Trend Micro has discovered a new Trojan malware that is pretty nasty. The security analysts identified the malware as “ANDROIDOS_XAVIER.AXM” or Xavier for short. It is an ad library that quietly sends user data to a remote server. What makes it so nasty is the methods it uses to cover its tracks and disguise its activities.
First of all, it comes embedded within relatively innocuous apps, like ringtone makers and photo editing apps. Most of these applications appear to be originating from Southeast Asia. Trend Micro has discovered over 800 different apps containing the malware which have been downloaded cumulatively millions of times from Google Play, so it is fairly widespread.
Another thing that makes the malware insidious is the way it is coded into the application. No overtly malicious code is used within the app, so no flags are raised when submitted for approval to the store. However, once installed the malware downloads malicious code from a covert server, which it can then execute. These actions can all happen in the background without the user’s knowledge or consent.

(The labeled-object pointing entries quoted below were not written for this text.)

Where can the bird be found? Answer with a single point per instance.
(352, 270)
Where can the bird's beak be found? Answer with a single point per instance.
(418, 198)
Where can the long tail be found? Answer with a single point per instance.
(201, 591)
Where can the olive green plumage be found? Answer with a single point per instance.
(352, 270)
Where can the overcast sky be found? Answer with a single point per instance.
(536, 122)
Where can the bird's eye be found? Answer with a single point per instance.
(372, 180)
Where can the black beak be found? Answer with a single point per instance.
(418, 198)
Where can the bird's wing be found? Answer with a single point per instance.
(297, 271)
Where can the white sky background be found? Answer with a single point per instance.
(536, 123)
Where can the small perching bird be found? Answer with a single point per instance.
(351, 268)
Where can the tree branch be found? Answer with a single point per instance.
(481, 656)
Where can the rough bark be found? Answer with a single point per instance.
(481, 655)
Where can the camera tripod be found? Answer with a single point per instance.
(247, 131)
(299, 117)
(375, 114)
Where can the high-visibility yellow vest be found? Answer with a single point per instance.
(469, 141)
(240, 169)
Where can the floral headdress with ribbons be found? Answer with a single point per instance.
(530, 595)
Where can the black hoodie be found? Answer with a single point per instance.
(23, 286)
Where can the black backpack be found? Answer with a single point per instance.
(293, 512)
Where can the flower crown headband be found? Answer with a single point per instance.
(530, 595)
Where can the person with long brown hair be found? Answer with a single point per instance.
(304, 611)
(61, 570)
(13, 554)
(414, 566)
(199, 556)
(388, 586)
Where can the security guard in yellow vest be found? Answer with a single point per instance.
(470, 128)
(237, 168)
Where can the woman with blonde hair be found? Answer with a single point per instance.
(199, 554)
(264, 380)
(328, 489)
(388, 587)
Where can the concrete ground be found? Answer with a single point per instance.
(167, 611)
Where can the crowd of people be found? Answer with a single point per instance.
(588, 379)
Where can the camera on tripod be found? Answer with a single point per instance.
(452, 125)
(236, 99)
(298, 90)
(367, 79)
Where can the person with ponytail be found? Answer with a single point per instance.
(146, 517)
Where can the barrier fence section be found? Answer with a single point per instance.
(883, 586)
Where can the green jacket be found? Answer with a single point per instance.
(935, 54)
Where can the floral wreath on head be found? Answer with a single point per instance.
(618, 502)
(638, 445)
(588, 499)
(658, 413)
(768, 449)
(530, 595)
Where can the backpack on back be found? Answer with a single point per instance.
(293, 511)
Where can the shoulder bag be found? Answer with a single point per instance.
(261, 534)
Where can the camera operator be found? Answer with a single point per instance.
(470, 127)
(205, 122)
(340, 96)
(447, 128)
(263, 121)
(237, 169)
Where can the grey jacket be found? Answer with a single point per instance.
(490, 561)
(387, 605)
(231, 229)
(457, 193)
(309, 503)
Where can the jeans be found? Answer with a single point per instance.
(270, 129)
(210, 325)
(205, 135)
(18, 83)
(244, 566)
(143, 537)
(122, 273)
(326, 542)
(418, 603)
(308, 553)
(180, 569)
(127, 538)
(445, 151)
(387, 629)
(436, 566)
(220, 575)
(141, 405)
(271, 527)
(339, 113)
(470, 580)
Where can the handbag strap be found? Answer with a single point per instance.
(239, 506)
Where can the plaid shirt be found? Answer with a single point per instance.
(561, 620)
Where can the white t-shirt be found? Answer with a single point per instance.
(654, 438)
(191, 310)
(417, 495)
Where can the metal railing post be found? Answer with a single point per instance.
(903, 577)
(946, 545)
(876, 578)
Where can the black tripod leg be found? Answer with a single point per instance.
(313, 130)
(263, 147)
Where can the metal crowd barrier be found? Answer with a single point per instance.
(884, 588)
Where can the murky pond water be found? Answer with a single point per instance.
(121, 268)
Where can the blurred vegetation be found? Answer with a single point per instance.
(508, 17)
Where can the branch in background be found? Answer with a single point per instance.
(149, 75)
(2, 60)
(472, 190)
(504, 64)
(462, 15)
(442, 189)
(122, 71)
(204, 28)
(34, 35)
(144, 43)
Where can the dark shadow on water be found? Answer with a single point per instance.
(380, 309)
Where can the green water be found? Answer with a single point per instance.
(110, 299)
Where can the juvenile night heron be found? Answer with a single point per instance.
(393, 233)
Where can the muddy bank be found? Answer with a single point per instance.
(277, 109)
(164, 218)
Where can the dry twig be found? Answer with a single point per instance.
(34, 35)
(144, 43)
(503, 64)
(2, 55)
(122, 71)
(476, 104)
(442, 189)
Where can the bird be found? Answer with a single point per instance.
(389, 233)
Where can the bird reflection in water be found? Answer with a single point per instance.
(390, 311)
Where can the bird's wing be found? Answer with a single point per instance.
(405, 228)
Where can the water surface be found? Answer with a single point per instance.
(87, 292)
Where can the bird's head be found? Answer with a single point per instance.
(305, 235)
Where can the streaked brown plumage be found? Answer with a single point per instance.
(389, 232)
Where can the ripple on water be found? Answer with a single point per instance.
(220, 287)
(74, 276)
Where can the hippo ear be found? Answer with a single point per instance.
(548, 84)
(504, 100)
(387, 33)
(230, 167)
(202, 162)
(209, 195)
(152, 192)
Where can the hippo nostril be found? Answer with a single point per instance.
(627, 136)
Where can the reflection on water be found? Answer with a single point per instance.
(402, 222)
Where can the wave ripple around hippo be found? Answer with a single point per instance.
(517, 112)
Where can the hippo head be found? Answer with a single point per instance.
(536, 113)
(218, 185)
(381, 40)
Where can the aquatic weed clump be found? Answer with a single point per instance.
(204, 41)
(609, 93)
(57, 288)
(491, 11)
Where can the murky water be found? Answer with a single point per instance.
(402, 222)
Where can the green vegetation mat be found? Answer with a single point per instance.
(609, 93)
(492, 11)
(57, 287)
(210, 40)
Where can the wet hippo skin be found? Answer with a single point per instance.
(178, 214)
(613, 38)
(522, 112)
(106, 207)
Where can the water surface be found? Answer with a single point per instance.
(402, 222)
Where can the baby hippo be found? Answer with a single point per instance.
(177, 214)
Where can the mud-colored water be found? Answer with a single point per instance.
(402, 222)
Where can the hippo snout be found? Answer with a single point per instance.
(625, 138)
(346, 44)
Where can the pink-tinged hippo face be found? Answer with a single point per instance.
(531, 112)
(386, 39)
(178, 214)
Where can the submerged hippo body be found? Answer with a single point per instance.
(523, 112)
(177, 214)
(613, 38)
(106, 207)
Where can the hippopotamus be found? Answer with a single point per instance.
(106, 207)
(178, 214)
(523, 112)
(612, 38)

“[It] is [also] capable of installing other APKs, and it can do this silently if the device is rooted,” say the analysts.
An example of an app embedded with the Xavier malware
Xavier goes to great lengths to hide its presence and actions. It uses string encryption and internet data encryption to mask its communications. It also performs checks on the device to ensure that it is actually installed on a phone and not an emulator.
“Xavier’s stealing and leaking capabilities are difficult to detect because of a self-protect mechanism that allows it to escape both static and dynamic analysis.”
If the malware detects that it is running on emulated hardware, it shuts down.
Once on the device, the malware can transmit various information about the phone and the user. Some of the information that it sends seems harmless at first such as equipment manufacturer, language, and country of origin. However, it is also capable of transmitting email addresses and other information as well.
Trend Micro did not have a full list of affected apps but did provide a list of “applications, which have been removed by Google as of publication,” including hashes.
The analysts suggest avoidance of apps from unknown sources as a primary precautionary measure. Trend Micro also has a Mobile App Reputation Service that you can use to scan apps by name to determine if it is trustworthy. There is also security apps from TM on the Google Play store that can be installed to protect your device from malware.